次の4つの要素が幸せを形作ると言われています。 1.「やってみよう」と思い、何かに挑戦していること 2.「ありがとう」という感謝の気持ちを抱くこと 3.「何とかなる」と、物事を楽観的に見ること 他人の目を気にせず、「ありのまま」でいられること

 

── 3つ目の要素に「物事を楽観的に見られるママが幸せになる」とありますよね。つまり心配しすぎるママは幸せになりにくい、ということですか。

 

星さん:

そうですね。楽観的で気持ちの切り替えがうまい人ほど幸せになりやすい。不安が少ない人の方が幸せを感じやすいとされています。

 

── でも、例えば子どもの身の安全や将来のことなど、母親であれば心配はつきません。

 

星さん:

そうですね。お母さんは子どものことを心配するものですからね。

言葉をコントロールする

── どうしたら楽観的になれますか。

 

星さん:

いちばん簡単な方法は言葉をコントロールすることだと思います。

 

楽観視できない方々というのは、基本的に、自分を心配させたり、不安にさせたりする言葉を発していたり、心の中で言ったりしていることが多い。

 

そこで、自分自身の気持ちを切り替えることができる言葉、「大丈夫でしょ」とか「ま、いっか」を意図的に使ってみると、楽観的になれると思います。

 

── 言葉だけで変われるものでしょうか。

 

星さん:

言葉は脳をコントロールしているんです。「カラーバス効果」と言いますが、例えば「今、部屋にいくつ白いものがありますか」と聞いたら、白いものを探しますよね。それは、言葉を聞いて、脳が対応するから探すわけです。

 

自分自身の脳も言葉でコントロールするというのが、心理学的にも脳科学的にも正しいやり方ですね。

降水確率3%で今日の天気を心配しますか?

星さん:

それに、心配したことが実際に起きる確率はわずか13%だと言われています。

 

── そんなに低いんですか。

 

星さん:

そういう科学的研究があるんです。
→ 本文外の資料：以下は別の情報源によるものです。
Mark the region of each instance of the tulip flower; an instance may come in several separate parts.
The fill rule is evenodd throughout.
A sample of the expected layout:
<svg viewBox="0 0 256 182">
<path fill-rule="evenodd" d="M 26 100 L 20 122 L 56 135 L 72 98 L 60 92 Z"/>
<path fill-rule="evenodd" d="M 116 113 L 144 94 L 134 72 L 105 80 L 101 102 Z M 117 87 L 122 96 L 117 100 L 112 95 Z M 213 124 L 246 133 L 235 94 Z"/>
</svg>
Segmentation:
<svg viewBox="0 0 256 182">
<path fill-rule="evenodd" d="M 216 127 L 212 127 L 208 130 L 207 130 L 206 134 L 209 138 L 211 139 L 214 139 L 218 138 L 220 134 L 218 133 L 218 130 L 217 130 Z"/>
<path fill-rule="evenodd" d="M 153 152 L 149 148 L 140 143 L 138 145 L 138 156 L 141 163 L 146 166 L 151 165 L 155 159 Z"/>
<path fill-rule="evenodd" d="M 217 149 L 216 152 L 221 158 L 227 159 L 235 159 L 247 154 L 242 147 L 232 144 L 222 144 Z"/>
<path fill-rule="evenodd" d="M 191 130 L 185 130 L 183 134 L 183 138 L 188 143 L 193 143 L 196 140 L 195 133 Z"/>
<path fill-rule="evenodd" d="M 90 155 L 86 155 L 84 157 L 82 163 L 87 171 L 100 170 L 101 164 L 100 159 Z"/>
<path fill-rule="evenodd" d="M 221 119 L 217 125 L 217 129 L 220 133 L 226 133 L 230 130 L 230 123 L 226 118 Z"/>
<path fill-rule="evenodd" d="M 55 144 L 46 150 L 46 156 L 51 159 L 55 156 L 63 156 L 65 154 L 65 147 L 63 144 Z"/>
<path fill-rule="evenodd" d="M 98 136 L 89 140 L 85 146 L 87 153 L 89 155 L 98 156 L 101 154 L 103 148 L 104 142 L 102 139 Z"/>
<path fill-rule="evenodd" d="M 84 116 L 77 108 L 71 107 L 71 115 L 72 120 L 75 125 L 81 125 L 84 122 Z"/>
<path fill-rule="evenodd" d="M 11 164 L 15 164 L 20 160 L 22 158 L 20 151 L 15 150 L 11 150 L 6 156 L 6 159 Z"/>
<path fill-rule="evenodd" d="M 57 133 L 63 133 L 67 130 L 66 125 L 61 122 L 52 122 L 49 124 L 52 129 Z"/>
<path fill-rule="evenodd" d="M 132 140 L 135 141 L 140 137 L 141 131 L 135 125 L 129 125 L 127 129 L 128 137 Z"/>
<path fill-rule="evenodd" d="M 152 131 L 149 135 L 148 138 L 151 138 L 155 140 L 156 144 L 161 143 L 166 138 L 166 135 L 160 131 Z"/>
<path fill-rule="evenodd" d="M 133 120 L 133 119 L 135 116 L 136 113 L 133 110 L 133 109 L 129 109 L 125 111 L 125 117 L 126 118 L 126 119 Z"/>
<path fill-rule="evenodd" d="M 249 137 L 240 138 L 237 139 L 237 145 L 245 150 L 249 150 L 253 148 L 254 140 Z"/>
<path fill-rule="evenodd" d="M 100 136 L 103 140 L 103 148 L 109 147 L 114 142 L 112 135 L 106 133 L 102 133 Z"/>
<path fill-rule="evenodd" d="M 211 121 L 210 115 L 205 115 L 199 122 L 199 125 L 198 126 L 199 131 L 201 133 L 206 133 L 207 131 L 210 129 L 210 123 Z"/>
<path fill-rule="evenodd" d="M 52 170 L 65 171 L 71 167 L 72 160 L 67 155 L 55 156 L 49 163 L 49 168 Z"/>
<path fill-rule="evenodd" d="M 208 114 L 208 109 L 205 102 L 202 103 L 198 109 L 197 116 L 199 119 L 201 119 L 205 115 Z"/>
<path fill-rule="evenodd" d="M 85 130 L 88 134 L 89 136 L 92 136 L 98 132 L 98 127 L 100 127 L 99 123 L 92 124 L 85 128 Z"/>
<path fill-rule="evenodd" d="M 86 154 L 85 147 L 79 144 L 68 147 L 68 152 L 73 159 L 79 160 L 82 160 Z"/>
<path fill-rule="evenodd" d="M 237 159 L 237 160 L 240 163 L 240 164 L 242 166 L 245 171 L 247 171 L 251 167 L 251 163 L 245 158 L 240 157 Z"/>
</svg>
実際に不安に思ったことをメモしておいて、1か月後に振り返った時、その通りになったものはどれだけあるのかという調査があって、不安に思ったことを書いて、実際にそうなったか見たら、実際に起きたのは13%でした。

 

そのうち9割は自分の力で解決できるものだったので、本当にどうしようもなくて、その通りになったことはたったの3%だけだったんです。

 

もったい無いですよね。降水確率3%で毎日、「雨降らないかな」と心配しながら出かけますかという話です。1日台なしじゃないですか。

 

PROFILE 星渉さん

作家、講演家。1983年仙台市生まれ。心理学、行動科学をベースにした人材育成をする株式会社Rising Star代表取締役。大学時代の塾の講師をし、当時から心理学的手法を用いて子供達に勉強を教えてカリスマ講師として話題に。大学卒業後、大手損害保険会社に勤務。東日本大震災で岩手県で被災し、「自分の残りの人生は好きなことに費やす」と決意し2011年に起業。国内やニューヨーク、パリなどでも講演会を行い、1万2000人以上が参加。育成した起業家は600人以上。現在は札幌市と東京を行き来するデュアルライフを送る。著書『神メンタル』『神トーーク』『99.9%は幸せの素人』は累計30万部を超えるベストセラーに。